Non so con esattezza cos’è accaduto dal gennaio 2010 in poi, cosa ha causato la caduta a picco della diffusione, ma c’è di nuovo che non me ne importa nulla.
I fatti sono questi: l’Unità è un giornale tenuto in vita artificialmente dai finanziamenti pubblici (quasi 6,4 milioni nel 2009) e da un imprenditore che è pure del PD, Renato Soru, che stacca gli assegni per tenere in piedi il giornale fondato da Gramsci nel 1924, ma che si rivolta nella tomba da circa trent’anni.
In un anno la diffusione del giornale tracolla. Tremonti, nella sua disperata ricerca di qualcosa da tagliare senza toccare le rendite di posizione degli amici degli amici, continua a minacciare di tagliare il fondo per l’editoria, alla cieca per non scontentare nessuno, e il taglio arriverà, perché l’età delle vacche magre è ancora lontana dal terminare. Soru, nel frattempo, si rende conto di non potere staccare assegni a vuoto all’infinito per un giornale che ha lettori in caduta libera e decide di salutare la de Gregorio: «grazie per quello che hai fatto, ma hai fallito». A Soru, all’editore, serve un giornale che venda quanto meno per evitargli di rompersi la mano per scrivere quegli assegni.

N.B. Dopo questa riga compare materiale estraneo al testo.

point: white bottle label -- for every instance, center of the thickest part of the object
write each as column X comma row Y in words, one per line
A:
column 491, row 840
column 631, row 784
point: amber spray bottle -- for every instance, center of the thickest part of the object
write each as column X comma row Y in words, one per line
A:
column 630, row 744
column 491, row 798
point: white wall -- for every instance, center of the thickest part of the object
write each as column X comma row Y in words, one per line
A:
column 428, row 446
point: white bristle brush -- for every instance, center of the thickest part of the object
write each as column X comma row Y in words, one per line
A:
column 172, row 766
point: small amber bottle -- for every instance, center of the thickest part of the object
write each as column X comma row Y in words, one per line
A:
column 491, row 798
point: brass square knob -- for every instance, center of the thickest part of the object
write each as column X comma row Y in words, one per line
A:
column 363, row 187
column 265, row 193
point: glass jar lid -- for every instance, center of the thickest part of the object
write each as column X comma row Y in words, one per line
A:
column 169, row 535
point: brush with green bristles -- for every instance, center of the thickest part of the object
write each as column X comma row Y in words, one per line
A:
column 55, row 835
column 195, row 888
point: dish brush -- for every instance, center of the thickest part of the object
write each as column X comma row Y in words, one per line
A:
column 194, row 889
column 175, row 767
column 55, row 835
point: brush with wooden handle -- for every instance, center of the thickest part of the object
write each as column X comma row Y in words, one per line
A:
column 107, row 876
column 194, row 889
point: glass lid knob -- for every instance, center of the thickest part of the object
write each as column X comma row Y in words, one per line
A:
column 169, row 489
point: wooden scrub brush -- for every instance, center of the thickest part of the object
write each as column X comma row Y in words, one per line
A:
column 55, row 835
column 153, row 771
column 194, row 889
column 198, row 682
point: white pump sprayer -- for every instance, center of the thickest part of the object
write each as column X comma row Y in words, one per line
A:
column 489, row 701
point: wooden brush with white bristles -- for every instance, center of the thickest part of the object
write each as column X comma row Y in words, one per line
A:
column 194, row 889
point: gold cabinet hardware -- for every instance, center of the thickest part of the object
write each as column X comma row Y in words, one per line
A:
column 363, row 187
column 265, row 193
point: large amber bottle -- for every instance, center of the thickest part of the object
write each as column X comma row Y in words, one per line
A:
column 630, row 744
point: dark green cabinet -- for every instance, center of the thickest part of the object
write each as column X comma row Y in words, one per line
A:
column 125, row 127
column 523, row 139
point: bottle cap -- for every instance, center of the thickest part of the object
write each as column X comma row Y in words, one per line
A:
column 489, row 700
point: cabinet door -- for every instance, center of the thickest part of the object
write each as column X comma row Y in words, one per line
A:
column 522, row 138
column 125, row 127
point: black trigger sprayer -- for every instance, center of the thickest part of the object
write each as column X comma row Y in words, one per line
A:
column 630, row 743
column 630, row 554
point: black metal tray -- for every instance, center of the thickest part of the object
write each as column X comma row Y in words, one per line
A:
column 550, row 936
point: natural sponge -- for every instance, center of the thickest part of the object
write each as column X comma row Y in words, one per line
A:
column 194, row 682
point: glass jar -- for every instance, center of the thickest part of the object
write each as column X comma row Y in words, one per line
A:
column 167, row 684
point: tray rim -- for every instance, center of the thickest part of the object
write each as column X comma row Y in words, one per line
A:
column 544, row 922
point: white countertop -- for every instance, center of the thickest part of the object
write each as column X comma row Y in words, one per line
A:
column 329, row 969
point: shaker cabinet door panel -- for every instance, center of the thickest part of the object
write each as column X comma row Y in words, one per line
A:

Questa è la storia: nessun gomblotto bersanian-dalemiano, se l’Unità naviga in cattive acque, va cambiata la rotta, e se il capitano non ci riesce, si cambia il capitano. O la nave affonda.
Insomma, nessuno vuole toccare l’Unità. Anzi, il problema è proprio quello: che nessuno lo tocca, neanche i lettori!